Cette interview a, sur la partie économique au moins, formidablement résumé à la fois les forces et les faiblesses de François Hollande. Sa force, c’est plusieurs choses que l’on a bien perçu. D’abord, son optimisme. Il est à la fois naturel chez lui et je dirais fonctionnel, liée à sa fonction - un chef de l’Etat qui étalerait ses coups de blues, ce serait une faiblesse. A condition, naturellement, de ne pas apparaître comme un ravi de la crèche ! François Hollande a eu raison de ne plus promettre, sur le chômage, ce qu’il n’est pas certain de tenir.

Autre force ?

La vraie force montrée hier, c’est une cohérence sur la ligne engagée depuis un an, dite sociale-libérale. On est d’accord avec lui, on n’est pas d’accord : mais la colonne vertébrale existe. Il a tenu sur le pacte de responsabilité, et du coup il n’y a plus depuis le 1er janvier de charges patronales de Sécu au niveau du Smic. C’est concret ! François Hollande s’engage aussi sur la loi Macron, on le voit sur le travail du dimanche. Le nombre d’ouverture des commerces par an, c’est anecdotique, mais s’il commençait à dire : on a dit 12, mais c’est négociable, arrangeons nous à 7,35, sa crédibilité en pâtirait. C’est idiot mais ce sujet est devenu le symbole de la loi Macron. Loi Macron que la droite qualifie de petit arrosoir, mais qu’elle n’a pas mise en œuvre.

Maintenant, les faiblesses révélées ou confirmées par l’interview ?

La première, évidente, c’est l’absence de résultats. Le président n’a pas pu mettre en avant un seul résultat économique positif. Le chômage ? Il grimpe. Le pouvoir d’achat ? Il recule.
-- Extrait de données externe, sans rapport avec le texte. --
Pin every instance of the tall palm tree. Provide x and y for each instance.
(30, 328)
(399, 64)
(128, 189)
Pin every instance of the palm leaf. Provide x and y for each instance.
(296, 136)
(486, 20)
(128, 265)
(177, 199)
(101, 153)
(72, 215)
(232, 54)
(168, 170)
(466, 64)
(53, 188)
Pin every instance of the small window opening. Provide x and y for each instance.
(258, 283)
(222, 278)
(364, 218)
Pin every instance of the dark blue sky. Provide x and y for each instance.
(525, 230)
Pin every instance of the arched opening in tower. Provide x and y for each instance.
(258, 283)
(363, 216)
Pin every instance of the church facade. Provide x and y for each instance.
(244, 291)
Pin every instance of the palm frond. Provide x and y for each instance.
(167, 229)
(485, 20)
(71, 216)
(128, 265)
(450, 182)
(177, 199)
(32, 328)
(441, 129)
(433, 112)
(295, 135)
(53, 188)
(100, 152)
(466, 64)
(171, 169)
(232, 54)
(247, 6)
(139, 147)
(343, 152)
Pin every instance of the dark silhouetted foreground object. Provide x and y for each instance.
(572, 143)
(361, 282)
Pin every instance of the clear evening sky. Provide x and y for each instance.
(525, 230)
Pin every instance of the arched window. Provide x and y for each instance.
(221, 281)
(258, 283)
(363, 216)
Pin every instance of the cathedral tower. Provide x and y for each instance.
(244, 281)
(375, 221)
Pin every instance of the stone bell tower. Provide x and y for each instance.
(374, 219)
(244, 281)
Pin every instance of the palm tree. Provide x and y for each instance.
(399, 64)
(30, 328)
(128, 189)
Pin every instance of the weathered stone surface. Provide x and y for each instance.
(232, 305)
Les impôts et taxes ? Ils poussent comme du chiendent. La balance commerciale ? Le déficit a diminué mais c’est parce que les importations ont faibli. Les déficits ? Toujours élevés. Le manque de résultats, c’est une énorme faiblesse qui tue le langage politique et donc celui du président.

Et il y en a une autre…

Oui, une difficulté à écouter ce que ressent l’opinion : imaginer que le ras le bol fiscal des ménages moyens et aisés va cesser parce qu’il n’y a plus de nouvelles hausses fiscales est étrange. Les prélèvements restent à un niveau inédit ! Contester, comme il l’a fait, que la France a de plus mauvais résultats en termes de croissance que les autres n’est pas sérieux. Depuis 2012, le PIB a davantage progressé ailleurs qu’ici. Il y a un problème français et le nier, c’est juste perdre du temps.

Mais François Hollande a trouvé deux cartouches imprévues dans sa cartouchière…

Le pétrole est tombé à 53 dollars hier ; l’euro est passé sous les 1,20 dollar, niveau le plus bas depuis neuf ans. Cela aura de l’effet. Depuis 2012, on dit qu’il pleut souvent ; là, on a (enfin) un (petit) crachin de bonnes nouvelles.